Мы долго жили на разных концах света, но я знала, что так будет не всегда. В один прекрасный день Жан-Люк решил переехать в Индию, точнее на Гоа, в поисках вдохновения. Разумеется, они с мамой не видели в этом проблемы. Я лишь должна была собрать свои вещи, переехать вместе с ними, учиться на дому с репетиторами и радоваться жизни. В тот момент я осознала, почему мой папа возмущается, контактируя с этой сумасшедшей парочкой. Я попыталась объяснить, что у меня три последних важных года в школе и что все мои друзья живут на Манхэттене. Но мне отвечали с улыбкой и энтузиазмом: «Эль, детка, это же так здорово! Ты заведешь новых друзей, посмотришь новую страну, проникнешься невероятным местным колоритом. Ты ведь так любишь индийскую кухню!» Мне хотелось орать. Какая, к черту, кухня?! Парень из параллельного класса позвал меня на свидание, и в школе скоро осенний бал! Я стала фотографом в газете, и вообще все мои мечты едва начали сбываться. Но мне сказали, что в моей жизни будет еще много разных парней и что нужно смотреть на ситуацию шире. Сейчас жизнь дает великолепный шанс!

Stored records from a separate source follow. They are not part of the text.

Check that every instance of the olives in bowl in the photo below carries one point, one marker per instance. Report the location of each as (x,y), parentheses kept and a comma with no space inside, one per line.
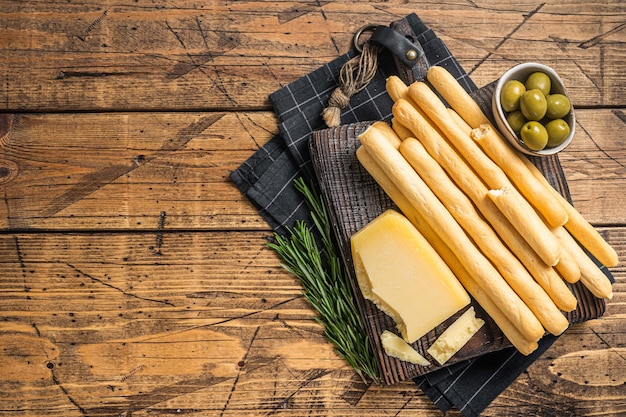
(533,111)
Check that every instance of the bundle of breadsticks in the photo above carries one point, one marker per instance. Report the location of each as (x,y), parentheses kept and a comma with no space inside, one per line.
(510,238)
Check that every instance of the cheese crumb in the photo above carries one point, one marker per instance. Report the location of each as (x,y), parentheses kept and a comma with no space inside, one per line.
(395,346)
(455,336)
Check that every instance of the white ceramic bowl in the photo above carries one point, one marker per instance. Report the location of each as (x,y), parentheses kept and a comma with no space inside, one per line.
(521,72)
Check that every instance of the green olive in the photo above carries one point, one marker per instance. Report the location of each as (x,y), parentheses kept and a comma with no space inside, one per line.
(540,81)
(558,130)
(533,104)
(534,135)
(510,94)
(558,106)
(516,120)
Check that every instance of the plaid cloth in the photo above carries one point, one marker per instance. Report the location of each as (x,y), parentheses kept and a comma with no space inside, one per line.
(267,177)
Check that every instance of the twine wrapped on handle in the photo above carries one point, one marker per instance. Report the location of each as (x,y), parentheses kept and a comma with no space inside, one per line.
(354,75)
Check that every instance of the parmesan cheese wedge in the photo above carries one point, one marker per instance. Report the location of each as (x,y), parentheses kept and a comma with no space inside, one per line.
(398,270)
(455,336)
(396,346)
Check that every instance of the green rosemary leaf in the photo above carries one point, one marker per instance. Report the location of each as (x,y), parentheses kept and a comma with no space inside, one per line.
(325,283)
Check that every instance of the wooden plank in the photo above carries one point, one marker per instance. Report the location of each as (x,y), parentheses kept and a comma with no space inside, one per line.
(123,171)
(128,170)
(189,56)
(208,323)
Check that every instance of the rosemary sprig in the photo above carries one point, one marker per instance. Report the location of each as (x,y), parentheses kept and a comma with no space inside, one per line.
(325,283)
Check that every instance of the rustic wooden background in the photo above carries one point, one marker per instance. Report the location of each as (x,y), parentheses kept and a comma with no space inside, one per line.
(134,277)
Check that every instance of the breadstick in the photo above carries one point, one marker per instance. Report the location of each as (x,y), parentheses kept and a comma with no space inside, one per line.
(462,209)
(500,197)
(590,275)
(488,170)
(578,226)
(516,338)
(459,121)
(498,150)
(435,213)
(402,131)
(567,266)
(456,96)
(468,180)
(511,162)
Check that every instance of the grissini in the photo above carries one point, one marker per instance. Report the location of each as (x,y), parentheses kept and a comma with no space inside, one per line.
(516,338)
(402,131)
(512,164)
(546,276)
(434,212)
(567,266)
(500,152)
(590,275)
(464,212)
(579,227)
(547,246)
(473,185)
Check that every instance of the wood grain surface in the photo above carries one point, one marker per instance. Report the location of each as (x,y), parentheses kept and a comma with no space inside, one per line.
(134,276)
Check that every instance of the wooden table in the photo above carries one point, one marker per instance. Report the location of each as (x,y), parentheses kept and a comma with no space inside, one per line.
(134,275)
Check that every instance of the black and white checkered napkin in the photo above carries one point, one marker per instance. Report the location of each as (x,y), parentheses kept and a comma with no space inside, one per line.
(267,177)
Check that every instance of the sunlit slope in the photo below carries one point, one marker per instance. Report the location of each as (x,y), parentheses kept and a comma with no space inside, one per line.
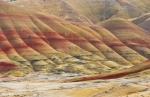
(31,41)
(88,10)
(143,21)
(130,34)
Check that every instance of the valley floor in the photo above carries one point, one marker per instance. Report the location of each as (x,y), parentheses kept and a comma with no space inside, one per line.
(40,85)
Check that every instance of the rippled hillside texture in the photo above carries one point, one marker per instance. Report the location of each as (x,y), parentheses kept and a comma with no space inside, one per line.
(74,48)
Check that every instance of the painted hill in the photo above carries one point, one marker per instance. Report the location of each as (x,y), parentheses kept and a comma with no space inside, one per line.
(32,41)
(86,10)
(143,21)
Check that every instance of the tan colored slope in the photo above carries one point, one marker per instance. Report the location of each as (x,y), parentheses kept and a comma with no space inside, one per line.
(88,10)
(117,74)
(143,21)
(46,43)
(130,34)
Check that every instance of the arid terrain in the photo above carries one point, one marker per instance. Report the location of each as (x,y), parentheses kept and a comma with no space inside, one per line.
(74,48)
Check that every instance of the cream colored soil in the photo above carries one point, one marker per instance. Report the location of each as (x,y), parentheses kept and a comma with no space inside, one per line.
(39,85)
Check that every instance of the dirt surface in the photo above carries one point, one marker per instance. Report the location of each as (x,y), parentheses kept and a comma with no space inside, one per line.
(43,85)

Недолго думая я позвонила папе. Рассказав обо всем, стараясь не слишком сгущать краски и не жаловаться на маму, я спросила, могу ли пожить с ним. Я была готова переехать в Париж, но не на Гоа. Мама сначала хотела обидеться на меня, но я не позволила.

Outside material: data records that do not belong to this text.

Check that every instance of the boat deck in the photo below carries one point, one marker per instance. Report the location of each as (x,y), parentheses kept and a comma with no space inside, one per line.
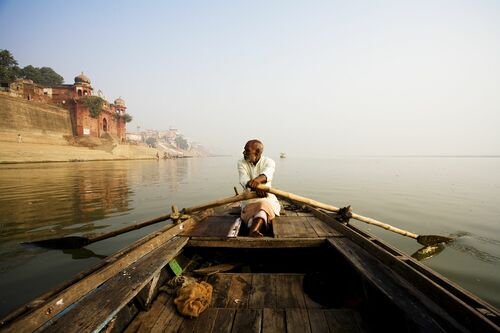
(291,229)
(246,302)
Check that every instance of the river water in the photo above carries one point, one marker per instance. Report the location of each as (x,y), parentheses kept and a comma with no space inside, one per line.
(444,196)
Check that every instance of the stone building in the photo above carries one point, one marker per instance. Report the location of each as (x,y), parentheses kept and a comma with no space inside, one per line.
(110,121)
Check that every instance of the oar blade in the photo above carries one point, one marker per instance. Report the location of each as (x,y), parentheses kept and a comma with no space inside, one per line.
(428,252)
(429,240)
(71,242)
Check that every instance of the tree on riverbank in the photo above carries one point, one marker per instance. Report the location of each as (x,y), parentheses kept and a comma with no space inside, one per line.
(44,76)
(10,71)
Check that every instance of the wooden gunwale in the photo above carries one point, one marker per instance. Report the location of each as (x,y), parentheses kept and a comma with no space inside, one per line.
(442,291)
(247,242)
(50,308)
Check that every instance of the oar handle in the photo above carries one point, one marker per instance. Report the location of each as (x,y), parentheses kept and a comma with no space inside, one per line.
(244,196)
(331,208)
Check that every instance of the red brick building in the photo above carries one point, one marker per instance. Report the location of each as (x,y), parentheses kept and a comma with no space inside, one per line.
(110,120)
(71,96)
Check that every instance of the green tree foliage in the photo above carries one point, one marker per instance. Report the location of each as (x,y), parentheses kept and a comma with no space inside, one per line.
(151,142)
(181,142)
(45,76)
(9,71)
(94,103)
(127,117)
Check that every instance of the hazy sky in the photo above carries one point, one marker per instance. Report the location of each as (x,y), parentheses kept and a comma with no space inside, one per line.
(310,78)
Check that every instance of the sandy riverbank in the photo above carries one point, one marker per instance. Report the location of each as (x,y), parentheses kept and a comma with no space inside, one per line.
(13,152)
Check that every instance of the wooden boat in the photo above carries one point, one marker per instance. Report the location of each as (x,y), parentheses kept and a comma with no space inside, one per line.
(314,274)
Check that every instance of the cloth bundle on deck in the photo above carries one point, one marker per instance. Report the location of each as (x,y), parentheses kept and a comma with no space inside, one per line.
(193,298)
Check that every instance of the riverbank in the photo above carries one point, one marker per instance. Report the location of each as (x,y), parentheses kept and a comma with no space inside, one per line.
(26,152)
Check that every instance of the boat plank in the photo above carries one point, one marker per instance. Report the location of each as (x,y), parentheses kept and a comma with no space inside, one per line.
(168,320)
(53,307)
(221,284)
(213,226)
(342,321)
(145,320)
(263,293)
(289,293)
(322,228)
(297,321)
(206,321)
(405,296)
(247,320)
(224,321)
(273,321)
(255,243)
(318,321)
(97,308)
(239,292)
(303,228)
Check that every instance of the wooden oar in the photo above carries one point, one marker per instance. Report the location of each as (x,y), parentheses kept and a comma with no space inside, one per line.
(74,242)
(422,239)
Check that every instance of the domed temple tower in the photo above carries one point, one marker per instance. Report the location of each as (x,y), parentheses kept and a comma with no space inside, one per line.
(75,97)
(120,110)
(82,85)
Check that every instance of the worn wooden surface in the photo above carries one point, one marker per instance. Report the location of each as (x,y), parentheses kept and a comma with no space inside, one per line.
(287,226)
(59,302)
(251,302)
(212,226)
(418,309)
(465,307)
(98,308)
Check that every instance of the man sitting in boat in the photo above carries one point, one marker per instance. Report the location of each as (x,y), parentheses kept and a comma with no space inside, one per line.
(255,169)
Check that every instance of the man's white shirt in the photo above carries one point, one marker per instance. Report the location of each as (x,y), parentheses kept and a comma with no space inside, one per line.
(265,166)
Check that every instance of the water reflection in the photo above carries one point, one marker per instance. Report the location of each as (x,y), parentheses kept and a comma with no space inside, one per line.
(428,252)
(58,201)
(481,248)
(435,196)
(82,253)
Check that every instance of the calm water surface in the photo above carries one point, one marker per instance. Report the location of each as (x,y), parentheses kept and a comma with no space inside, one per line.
(447,196)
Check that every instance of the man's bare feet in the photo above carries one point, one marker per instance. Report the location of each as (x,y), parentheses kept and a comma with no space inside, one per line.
(256,227)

– Ты делаешь что хочешь, – глядя ей в глаза, произнесла я. – И я делаю что хочу. Даже не думай обижаться – твои манипуляции работают только с папой.
Повисла тишина. Мне стало казаться, что я перегнула палку, но мама неожиданно расхохоталась, обняла меня, назвала «своей дочерью» и отпустила в Париж. Так в возрасте пятнадцати лет я села в маленький частный самолет отца, который через несколько часов приземлился в маленьком аэропорту Парижа – Бурже. И началась моя новая французская жизнь.

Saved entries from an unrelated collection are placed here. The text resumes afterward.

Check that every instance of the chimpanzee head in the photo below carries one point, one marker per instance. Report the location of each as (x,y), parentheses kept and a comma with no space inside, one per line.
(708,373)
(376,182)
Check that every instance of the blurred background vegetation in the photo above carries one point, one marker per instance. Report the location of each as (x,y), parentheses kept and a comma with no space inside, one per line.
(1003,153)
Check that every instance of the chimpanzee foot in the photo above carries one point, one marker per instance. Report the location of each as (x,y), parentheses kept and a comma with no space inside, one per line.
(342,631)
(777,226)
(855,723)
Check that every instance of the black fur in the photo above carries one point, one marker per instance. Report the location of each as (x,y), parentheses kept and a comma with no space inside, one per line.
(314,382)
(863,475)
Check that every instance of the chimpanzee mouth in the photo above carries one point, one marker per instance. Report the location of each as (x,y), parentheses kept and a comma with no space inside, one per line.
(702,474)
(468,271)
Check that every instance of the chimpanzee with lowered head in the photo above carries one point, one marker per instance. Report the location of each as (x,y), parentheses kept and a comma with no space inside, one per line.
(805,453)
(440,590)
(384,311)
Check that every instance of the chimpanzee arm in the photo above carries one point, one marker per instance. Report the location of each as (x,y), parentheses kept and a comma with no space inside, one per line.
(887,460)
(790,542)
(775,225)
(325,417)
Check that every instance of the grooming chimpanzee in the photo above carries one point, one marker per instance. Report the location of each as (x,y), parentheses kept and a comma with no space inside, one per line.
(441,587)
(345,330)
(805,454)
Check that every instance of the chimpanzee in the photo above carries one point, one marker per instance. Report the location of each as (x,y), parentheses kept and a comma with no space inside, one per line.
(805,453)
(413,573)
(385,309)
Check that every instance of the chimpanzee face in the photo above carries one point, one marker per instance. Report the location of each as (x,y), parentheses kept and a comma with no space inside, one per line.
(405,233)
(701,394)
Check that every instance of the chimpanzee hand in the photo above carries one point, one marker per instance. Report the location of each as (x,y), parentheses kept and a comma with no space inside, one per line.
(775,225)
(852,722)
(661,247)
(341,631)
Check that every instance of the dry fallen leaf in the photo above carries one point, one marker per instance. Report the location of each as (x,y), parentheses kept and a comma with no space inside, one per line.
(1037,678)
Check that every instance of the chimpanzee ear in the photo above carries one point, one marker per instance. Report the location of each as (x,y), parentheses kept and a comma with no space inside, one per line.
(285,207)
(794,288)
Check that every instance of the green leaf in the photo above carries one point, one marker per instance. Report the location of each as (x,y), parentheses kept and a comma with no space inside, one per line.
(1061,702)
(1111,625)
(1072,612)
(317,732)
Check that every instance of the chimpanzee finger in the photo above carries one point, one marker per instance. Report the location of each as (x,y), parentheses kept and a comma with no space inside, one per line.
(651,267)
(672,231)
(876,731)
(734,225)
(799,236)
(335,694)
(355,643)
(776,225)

В тот момент я испытывала смешанные чувства. Когда тебе пятнадцать, переезжать в другую страну и идти в новую школу – довольно серьезное испытание. В старой школе я пользовалась популярностью. Модная француженка из богемной семьи – таков был мой имидж и визитная карточка. Много друзей, планы на каждые выходные – в общем, жизнь била ключом. Переезд словно отбросил меня назад. Во-первых, мне казалось, что я хорошо говорю по-французски, но скоро выяснилось, что лексикон моих родителей сильно отличается от тех словечек, которые используют местные подростки. Во-вторых, в парижской школе никого не удивишь французской модой. В-третьих, возникла проблема в лице сводной сестры. Если Мари – нынешняя жена моего отца – была президентом «всемирной ассоциации стерв», то ее дочка Марион занимала должность зама. Она была одной из самых популярных девочек в школе и сторонилась меня. Однажды Марион устроила грандиозную вечеринку, пока родители отсутствовали. На следующий день она разболтала всем, что я наябедничала о ее поступке отцу, и что больше никаких вечеринок в нашем доме не будет. А что подростки ненавидят больше всего на свете? Правильно, ябед! В категорию которых я угодила из-за Марион. А ведь я не просто ничего никому не рассказала о вечеринке. Я, черт возьми, помогла устранить ее последствия. Но жизнь несправедлива – это был мой первый урок. Я встретила удар со всем достоинством, на которое только была способна: высоко подняв голову, ходила одна по коридорам новой школы, не разговаривала с сестрой и не лезла в ее компанию. Чтобы справиться с одиночеством, я начала вести дневник, где изливала душу. Очень скоро вокруг меня образовался ореол загадочности. Люди сами начали подходить, знакомиться, интересоваться. Только друзей среди них я не видела.
Своего первого друга я нашла во время общей лабораторной по химии. Им стал Лео. Наш дуэт и химия оказались несовместимыми элементами в прямом смысле слова. Через десять минут после начала лабораторной из нашей колбочки повалил такой вязкий и вонючий дым, что учительнице пришлось эвакуировать класс. Она в бешенстве влепила нам по нулям и оставила на два часа после уроков. Это стало отличным началом дружбы. Лео был ниже меня ростом и с мягкими чертами лица, усеянного подростковыми прыщами, которые не прибавляли ему уверенности. У него имелась своя компашка из числа изгоев, куда входили Валентин, Габриэль и Софи. Скоро я стала частью этой компании, и меня абсолютно не волновало, что я занимаю самые низкие ступени на социальной лестнице школы. У меня были друзья, повернутые на роке, сумасшедшие и очень веселые. Они быстро научили меня всем французским ругательствам и показали клевые места в Париже. Казалось, жизнь стала налаживаться.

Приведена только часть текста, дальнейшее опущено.